Ce genre d’aspect multidisciplinaire a toujours été important pour nous depuis le début. Comme je le disais, nous avons fait un défilé vraiment incroyable avec un jeune designer, Jesse Colucci, qui dirige Process Visual, avec le Festival international du film sur lʼart, et avec Cinema Erotica. C’était très amusant de créer quelque chose de vraiment inattendu pour les gens, qu’ils ne voient pas souvent dans les événements de musique électronique. Nous avons la chance de pouvoir organiser des événements auxquels les gens viendront de toute façon, parce que cʼest la fête, cʼest ce qui se passe. Les gens sortent. Ils nʼont pas nécessairement ce privilège dans le monde du cinéma et des arts visuels. Il est difficile de réunir plus de 100 personnes dans une galerie. Nous sommes donc en mesure de les exposer à des photographies vintage en noir et blanc ou à un film expérimental de mauvaise qualité. Bien sûr, lorsque nous faisons ce genre de choses, j’éprouve une certaine nervosité. Est-ce que cela va avoir du sens ? Est-ce que ça va marcher ? Vousʼfaites un acte de foi, mais si vous trouvez des gens vraiment talentueux, vous pouvez leur faire confiance – ilsʼauront la mission et ils feront bien les choses.
PAN M 360 : En regardant vers l’avenir, qu’il s’agisse ou non d’un tournant pour Exposé Noir, quels sont les questions, les rêves, les défis qui vous animent encore ? Y a-t-il de nouveaux territoires que vous avez envie d’explorer ?

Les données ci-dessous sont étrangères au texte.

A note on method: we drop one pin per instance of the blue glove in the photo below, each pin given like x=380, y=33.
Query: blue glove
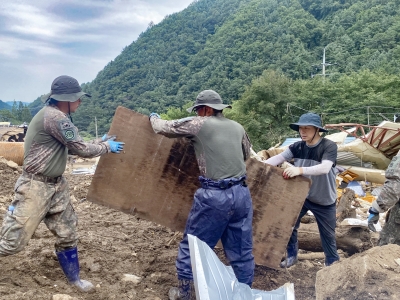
x=154, y=115
x=116, y=147
x=107, y=137
x=373, y=218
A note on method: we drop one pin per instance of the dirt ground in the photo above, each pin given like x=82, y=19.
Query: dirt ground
x=113, y=244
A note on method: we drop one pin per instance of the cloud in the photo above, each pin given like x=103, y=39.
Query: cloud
x=42, y=39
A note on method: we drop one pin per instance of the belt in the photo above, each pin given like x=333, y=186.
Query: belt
x=222, y=184
x=42, y=178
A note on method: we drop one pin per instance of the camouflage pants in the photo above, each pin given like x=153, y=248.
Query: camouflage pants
x=390, y=233
x=35, y=201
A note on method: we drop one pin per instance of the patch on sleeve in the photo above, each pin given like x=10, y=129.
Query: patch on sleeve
x=68, y=130
x=69, y=134
x=183, y=120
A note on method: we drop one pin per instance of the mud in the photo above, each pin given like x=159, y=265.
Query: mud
x=113, y=244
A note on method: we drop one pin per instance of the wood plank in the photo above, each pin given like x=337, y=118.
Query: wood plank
x=156, y=177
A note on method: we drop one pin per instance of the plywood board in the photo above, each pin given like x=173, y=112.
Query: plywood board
x=155, y=178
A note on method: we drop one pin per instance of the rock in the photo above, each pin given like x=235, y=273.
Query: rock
x=12, y=165
x=132, y=278
x=63, y=297
x=351, y=278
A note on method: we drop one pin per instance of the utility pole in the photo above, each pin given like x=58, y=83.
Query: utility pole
x=324, y=65
x=95, y=124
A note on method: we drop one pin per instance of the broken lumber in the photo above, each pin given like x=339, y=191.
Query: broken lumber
x=344, y=209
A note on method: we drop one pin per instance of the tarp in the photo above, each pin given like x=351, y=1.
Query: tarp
x=215, y=281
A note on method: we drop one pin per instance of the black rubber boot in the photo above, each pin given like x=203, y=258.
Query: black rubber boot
x=69, y=263
x=291, y=258
x=184, y=291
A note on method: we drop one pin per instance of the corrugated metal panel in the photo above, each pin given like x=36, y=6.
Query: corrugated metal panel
x=350, y=159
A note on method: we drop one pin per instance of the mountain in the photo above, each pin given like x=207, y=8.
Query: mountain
x=226, y=44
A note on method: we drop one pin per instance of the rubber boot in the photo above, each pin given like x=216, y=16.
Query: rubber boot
x=69, y=263
x=291, y=258
x=330, y=260
x=184, y=291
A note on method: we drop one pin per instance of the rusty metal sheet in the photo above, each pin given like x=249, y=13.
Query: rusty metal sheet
x=155, y=178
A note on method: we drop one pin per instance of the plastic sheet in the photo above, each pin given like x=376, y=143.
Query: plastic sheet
x=215, y=281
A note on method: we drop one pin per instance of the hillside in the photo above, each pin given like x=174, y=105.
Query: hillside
x=226, y=44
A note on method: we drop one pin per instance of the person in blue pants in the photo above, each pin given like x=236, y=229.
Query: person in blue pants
x=315, y=158
x=222, y=206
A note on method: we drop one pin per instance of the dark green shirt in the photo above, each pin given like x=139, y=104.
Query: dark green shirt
x=221, y=145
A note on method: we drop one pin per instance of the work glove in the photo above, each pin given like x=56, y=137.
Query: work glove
x=108, y=137
x=154, y=115
x=292, y=172
x=373, y=218
x=116, y=147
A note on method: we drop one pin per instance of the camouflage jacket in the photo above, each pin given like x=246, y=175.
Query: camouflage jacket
x=49, y=137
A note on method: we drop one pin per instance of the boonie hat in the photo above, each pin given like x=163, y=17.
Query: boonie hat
x=209, y=98
x=65, y=88
x=308, y=119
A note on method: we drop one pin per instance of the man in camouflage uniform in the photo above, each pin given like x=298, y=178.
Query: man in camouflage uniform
x=41, y=192
x=388, y=199
x=222, y=207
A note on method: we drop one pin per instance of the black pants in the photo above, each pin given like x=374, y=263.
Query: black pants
x=326, y=220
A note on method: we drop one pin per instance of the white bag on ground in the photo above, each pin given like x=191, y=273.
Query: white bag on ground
x=215, y=281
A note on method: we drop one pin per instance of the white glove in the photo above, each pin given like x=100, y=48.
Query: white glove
x=292, y=172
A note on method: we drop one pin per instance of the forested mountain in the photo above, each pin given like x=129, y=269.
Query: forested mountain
x=260, y=53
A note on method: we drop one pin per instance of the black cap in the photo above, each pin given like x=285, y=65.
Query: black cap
x=65, y=88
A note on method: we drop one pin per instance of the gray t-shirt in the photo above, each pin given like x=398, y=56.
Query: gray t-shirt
x=221, y=145
x=323, y=187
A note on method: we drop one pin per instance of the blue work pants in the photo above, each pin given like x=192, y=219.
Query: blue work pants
x=326, y=221
x=221, y=210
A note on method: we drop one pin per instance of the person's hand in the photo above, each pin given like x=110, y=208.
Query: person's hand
x=292, y=172
x=116, y=147
x=108, y=137
x=373, y=218
x=154, y=115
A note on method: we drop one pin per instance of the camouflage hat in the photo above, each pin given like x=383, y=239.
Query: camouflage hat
x=308, y=119
x=209, y=98
x=65, y=88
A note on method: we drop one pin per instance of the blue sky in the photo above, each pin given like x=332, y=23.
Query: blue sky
x=42, y=39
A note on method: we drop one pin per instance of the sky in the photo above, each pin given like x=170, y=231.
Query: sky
x=43, y=39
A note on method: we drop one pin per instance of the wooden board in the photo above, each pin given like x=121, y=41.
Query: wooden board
x=155, y=178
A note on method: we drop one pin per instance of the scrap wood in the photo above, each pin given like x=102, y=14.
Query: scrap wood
x=155, y=178
x=316, y=255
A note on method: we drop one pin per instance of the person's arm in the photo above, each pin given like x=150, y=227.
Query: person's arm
x=323, y=168
x=246, y=147
x=186, y=127
x=390, y=192
x=275, y=160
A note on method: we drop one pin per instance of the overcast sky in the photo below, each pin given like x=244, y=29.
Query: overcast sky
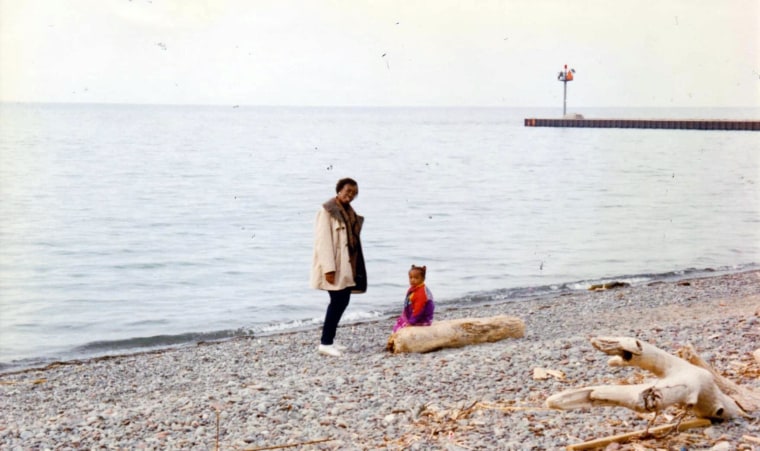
x=689, y=53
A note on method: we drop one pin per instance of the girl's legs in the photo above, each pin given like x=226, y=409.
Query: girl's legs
x=338, y=303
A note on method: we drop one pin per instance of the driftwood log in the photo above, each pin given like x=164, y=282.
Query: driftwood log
x=681, y=384
x=455, y=333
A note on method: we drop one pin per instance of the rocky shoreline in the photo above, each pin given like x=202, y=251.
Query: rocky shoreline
x=276, y=392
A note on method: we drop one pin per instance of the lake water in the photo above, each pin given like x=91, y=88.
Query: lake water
x=126, y=227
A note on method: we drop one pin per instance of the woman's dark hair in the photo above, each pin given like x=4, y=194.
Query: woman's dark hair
x=343, y=182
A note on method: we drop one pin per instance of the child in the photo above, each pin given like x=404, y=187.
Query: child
x=418, y=305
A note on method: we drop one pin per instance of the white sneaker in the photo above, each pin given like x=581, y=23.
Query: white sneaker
x=330, y=350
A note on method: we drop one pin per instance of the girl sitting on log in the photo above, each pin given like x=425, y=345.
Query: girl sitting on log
x=418, y=304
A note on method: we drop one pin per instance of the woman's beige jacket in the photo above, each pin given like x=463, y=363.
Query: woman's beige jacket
x=330, y=253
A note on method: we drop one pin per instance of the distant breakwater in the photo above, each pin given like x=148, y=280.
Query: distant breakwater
x=680, y=124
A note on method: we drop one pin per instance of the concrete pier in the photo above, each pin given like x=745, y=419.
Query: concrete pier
x=681, y=124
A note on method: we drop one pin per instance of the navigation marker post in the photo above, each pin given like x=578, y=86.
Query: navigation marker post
x=564, y=76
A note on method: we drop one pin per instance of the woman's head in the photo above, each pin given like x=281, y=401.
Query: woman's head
x=347, y=189
x=417, y=275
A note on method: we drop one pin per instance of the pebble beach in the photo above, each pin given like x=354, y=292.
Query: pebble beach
x=276, y=392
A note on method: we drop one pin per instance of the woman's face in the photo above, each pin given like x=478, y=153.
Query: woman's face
x=347, y=193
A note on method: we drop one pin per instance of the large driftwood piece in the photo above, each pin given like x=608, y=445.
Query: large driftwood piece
x=680, y=384
x=455, y=333
x=747, y=399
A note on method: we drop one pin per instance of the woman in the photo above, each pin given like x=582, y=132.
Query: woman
x=338, y=262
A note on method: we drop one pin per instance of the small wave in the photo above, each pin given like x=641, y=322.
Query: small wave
x=157, y=341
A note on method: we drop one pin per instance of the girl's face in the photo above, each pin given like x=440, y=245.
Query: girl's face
x=347, y=193
x=415, y=277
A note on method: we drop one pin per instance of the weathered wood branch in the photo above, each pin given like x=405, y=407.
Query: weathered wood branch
x=680, y=384
x=455, y=333
x=747, y=399
x=622, y=438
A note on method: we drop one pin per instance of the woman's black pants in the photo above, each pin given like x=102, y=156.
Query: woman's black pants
x=338, y=303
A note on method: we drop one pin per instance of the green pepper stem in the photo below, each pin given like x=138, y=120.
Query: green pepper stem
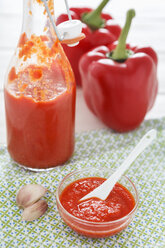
x=93, y=19
x=120, y=52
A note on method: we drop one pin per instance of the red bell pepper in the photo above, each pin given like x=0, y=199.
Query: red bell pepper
x=99, y=28
x=120, y=82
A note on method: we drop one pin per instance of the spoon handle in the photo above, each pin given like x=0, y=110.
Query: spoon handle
x=105, y=188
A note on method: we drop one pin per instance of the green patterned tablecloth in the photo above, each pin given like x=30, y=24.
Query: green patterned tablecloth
x=102, y=148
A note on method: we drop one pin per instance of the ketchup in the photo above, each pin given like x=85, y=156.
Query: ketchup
x=118, y=204
x=40, y=104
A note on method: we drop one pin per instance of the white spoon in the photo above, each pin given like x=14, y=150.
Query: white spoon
x=105, y=188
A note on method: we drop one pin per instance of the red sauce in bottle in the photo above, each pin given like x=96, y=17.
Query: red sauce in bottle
x=40, y=106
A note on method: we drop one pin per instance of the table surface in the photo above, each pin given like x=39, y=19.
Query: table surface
x=147, y=29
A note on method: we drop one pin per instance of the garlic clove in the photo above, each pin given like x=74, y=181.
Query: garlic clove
x=29, y=194
x=35, y=211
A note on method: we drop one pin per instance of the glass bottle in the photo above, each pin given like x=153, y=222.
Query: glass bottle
x=39, y=94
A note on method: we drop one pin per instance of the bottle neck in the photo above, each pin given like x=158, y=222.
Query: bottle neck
x=35, y=18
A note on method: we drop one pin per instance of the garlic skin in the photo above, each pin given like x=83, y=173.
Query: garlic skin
x=35, y=211
x=29, y=194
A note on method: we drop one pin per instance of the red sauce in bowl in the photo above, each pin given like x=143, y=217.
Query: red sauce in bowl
x=93, y=217
x=117, y=205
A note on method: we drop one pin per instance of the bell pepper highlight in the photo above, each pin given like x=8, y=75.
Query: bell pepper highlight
x=104, y=32
x=120, y=81
x=93, y=19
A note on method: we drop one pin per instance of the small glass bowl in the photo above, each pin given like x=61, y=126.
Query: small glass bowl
x=89, y=228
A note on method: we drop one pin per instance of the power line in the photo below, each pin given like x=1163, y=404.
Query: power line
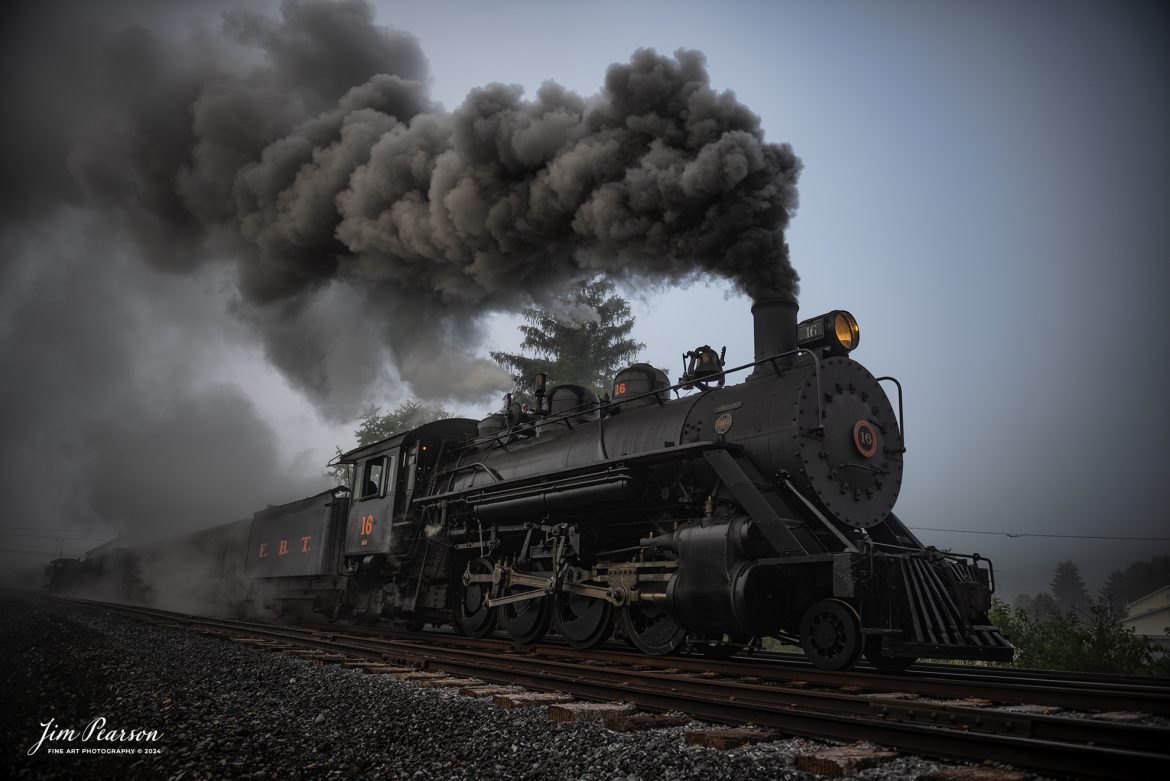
x=53, y=530
x=45, y=553
x=1071, y=537
x=32, y=536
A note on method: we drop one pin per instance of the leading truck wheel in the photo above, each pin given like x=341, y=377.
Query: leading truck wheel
x=831, y=635
x=472, y=617
x=883, y=663
x=651, y=628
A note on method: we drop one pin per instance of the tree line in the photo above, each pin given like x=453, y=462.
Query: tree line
x=1065, y=629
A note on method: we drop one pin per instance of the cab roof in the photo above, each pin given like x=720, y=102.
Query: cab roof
x=447, y=426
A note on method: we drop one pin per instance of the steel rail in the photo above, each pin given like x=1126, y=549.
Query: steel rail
x=1048, y=744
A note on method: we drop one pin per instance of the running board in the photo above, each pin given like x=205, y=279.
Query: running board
x=761, y=500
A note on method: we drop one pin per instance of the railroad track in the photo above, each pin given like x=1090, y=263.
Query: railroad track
x=927, y=713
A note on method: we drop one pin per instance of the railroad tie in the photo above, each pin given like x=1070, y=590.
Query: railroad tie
x=530, y=699
x=975, y=773
x=842, y=761
x=589, y=711
x=489, y=690
x=644, y=721
x=448, y=683
x=730, y=738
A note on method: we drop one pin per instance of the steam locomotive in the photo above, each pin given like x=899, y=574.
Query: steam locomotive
x=702, y=516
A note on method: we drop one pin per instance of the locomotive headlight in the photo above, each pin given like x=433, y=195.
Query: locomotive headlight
x=835, y=331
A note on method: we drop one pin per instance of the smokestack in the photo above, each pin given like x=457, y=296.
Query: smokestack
x=775, y=322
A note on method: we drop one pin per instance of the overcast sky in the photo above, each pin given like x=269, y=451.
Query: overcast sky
x=984, y=187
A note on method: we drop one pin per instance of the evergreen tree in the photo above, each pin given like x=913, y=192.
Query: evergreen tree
x=583, y=338
x=1068, y=589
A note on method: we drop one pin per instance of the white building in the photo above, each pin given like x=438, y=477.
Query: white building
x=1150, y=615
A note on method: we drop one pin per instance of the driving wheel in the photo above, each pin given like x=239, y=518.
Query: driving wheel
x=528, y=621
x=472, y=617
x=583, y=621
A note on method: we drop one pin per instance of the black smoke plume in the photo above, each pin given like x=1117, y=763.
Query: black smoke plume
x=179, y=186
x=305, y=150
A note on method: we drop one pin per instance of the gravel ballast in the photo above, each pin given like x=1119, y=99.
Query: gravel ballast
x=222, y=710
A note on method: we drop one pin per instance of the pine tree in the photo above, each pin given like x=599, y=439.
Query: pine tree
x=582, y=339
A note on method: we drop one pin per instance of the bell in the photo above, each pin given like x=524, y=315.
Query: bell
x=706, y=364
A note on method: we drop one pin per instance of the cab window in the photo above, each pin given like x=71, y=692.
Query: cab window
x=371, y=481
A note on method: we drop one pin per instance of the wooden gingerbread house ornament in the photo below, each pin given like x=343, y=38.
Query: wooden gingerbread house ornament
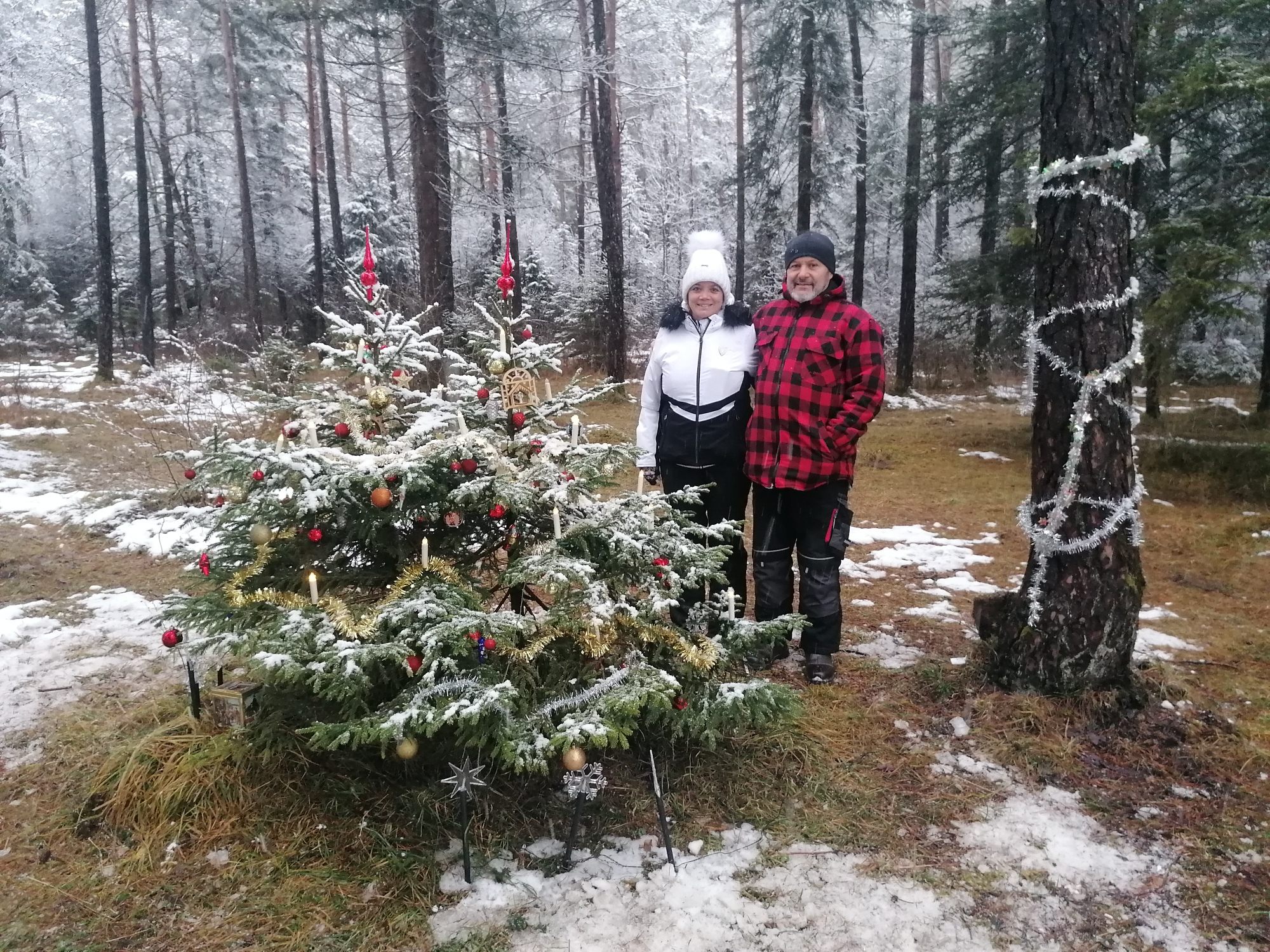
x=519, y=390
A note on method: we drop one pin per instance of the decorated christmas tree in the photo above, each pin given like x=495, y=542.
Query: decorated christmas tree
x=404, y=565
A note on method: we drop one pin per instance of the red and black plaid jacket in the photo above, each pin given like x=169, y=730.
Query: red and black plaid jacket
x=820, y=383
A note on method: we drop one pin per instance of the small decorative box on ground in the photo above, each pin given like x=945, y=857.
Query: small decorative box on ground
x=234, y=704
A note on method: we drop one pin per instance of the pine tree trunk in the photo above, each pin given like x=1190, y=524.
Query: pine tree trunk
x=102, y=202
x=312, y=327
x=912, y=205
x=505, y=150
x=606, y=147
x=145, y=280
x=806, y=105
x=430, y=153
x=337, y=229
x=382, y=97
x=170, y=180
x=251, y=271
x=1084, y=637
x=858, y=77
x=989, y=228
x=739, y=284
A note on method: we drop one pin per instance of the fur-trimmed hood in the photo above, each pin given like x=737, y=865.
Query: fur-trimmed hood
x=733, y=315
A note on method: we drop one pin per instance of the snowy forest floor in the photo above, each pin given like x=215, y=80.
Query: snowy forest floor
x=911, y=808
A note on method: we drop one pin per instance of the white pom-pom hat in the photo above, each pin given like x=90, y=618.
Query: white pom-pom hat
x=705, y=263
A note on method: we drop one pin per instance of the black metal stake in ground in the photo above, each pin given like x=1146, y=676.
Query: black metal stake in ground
x=196, y=705
x=661, y=813
x=464, y=780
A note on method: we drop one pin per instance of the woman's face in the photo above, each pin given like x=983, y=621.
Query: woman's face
x=705, y=300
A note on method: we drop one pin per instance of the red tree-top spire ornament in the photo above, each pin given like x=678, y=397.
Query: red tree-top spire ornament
x=369, y=279
x=507, y=282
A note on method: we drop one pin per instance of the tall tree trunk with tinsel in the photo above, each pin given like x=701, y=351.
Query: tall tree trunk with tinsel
x=1073, y=626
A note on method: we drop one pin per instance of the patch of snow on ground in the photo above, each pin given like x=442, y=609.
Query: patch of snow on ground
x=67, y=657
x=985, y=455
x=1153, y=643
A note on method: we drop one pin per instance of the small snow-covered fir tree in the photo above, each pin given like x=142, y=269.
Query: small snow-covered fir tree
x=406, y=565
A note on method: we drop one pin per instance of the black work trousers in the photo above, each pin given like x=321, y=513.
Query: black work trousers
x=726, y=499
x=816, y=521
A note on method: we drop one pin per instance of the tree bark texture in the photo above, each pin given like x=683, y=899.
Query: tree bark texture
x=145, y=279
x=858, y=78
x=337, y=227
x=605, y=144
x=102, y=202
x=312, y=327
x=383, y=101
x=806, y=105
x=912, y=205
x=991, y=223
x=739, y=29
x=251, y=270
x=1090, y=600
x=172, y=293
x=426, y=68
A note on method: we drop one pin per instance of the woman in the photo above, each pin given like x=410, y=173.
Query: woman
x=697, y=400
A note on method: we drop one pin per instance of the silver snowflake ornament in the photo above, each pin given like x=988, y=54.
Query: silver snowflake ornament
x=465, y=779
x=586, y=783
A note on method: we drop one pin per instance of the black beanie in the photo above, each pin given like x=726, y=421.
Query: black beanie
x=811, y=244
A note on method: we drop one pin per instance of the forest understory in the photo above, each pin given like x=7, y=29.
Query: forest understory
x=916, y=803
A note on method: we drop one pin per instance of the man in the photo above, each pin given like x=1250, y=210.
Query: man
x=820, y=383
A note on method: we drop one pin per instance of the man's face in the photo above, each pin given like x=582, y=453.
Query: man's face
x=806, y=279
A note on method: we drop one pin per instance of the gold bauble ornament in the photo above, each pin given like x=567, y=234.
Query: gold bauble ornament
x=408, y=748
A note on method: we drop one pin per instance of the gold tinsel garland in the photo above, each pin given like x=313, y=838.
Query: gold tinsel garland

M : Certainement, nousʼessayons toujours de changer les choses pour ne pas nous lasser du projet, et nous nous lançons toujours des défis. Il y a un certain côté sisyphéen à cela : notre équipe s’améliore et nous devenons plus expérimentés, mais l’événement lui-même devient plus complexe. Cʼest un tapis roulant qui accélère sans cesse. Nous ne voulons pas être des gens qui font toujours la même chose avec une fête. Nous voulons rendre notre dernière année aussi spéciale que possible, de sorte quʼà la fin, nous aurons créé des souvenirs et des sentiments forts qui se perpétueront à l’avenir.